Sea Arrow Grass Triglochin maritima
Sea Arrow Grass as the name suggests looks like a grass. It forms large clumps, that can develop into rings, of narrow, dark green, fleshy, grass-like leaves up to 30cm tall. The leaves are flat on the upper surface and rounded on the lower. They have a distinctive spicy taste reminiscent of coriander. The flowering stems are round with a short spike of green flowers about twice the length of the leaves.

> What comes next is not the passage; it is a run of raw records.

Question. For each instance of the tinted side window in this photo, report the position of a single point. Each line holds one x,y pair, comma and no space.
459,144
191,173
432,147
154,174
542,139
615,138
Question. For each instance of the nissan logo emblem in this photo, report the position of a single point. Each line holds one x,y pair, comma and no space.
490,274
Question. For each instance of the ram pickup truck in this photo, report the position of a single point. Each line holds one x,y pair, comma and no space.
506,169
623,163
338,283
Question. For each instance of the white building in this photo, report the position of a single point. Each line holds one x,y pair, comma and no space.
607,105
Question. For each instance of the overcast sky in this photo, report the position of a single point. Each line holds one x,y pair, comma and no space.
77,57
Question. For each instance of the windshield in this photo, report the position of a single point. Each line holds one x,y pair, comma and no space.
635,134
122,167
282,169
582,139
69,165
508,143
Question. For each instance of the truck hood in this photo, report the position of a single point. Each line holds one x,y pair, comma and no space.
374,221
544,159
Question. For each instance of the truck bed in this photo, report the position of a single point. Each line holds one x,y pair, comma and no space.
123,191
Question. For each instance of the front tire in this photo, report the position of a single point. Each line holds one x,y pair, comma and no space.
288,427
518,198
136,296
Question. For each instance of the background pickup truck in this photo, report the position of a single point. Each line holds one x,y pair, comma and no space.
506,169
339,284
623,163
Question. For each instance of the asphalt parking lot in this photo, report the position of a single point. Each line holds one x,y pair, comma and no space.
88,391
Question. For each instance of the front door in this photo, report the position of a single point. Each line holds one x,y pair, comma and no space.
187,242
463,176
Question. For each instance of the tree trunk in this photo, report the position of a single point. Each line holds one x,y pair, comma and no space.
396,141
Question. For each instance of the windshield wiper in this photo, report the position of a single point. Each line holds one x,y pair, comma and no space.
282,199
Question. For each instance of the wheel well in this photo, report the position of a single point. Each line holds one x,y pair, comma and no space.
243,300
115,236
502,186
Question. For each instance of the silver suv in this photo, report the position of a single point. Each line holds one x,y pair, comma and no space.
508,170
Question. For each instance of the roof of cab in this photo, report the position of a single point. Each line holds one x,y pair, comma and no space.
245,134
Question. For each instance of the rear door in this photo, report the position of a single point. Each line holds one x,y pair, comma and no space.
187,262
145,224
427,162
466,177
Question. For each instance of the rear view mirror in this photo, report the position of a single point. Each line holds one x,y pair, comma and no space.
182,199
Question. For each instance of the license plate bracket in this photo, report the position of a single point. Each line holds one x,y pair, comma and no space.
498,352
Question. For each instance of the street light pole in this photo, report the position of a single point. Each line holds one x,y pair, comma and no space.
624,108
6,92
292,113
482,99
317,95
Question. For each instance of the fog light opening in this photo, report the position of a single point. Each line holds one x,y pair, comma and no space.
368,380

Sea Arrow Grass is in season from June to mid August.

Sea Arrow Grass clump
Clump of Sea Arrow Grass in flower

Sea Beet Beta maritima
Sea Beet is a tall bright green plant that looks like a spinach plant that has got out of control. This is because it is the parent plant of the tamer spinach beet (also chard, beetroot and sugar beet). It scrambles in a disorderly heap up sea walls and also on sand dunes and shingle banks, places with good drainage above the high tide mark. it tastes like an intense spinach. The young leaves are the best part to harvest as it is more fleshy than spinach and the older leaves become tough, leathery and bitter tasting. It is in season from May to July but you might find some tender shoots later in the year.

Sea Beet
Young Sea Beet

There are many other good edible plants on the salt marsh which are less abundant than the ones above such as Sea Wormwood, Golden Samphire, Grass Leaved Orache, Common Orache, Sea Spurrey and so on. In fact nearly all of the plants that grow on the salt marsh are good edibles apart from the Sea Lavenders which are very bitter tasting and the grasses which are very tough and fibrous.

When foraging on the salt marsh tread carefully, harvest sustainably and keep an eye on the tides. Only pick what is abundant, pick from the larger patches, don’t disturb the mud and only pick what you can make use of.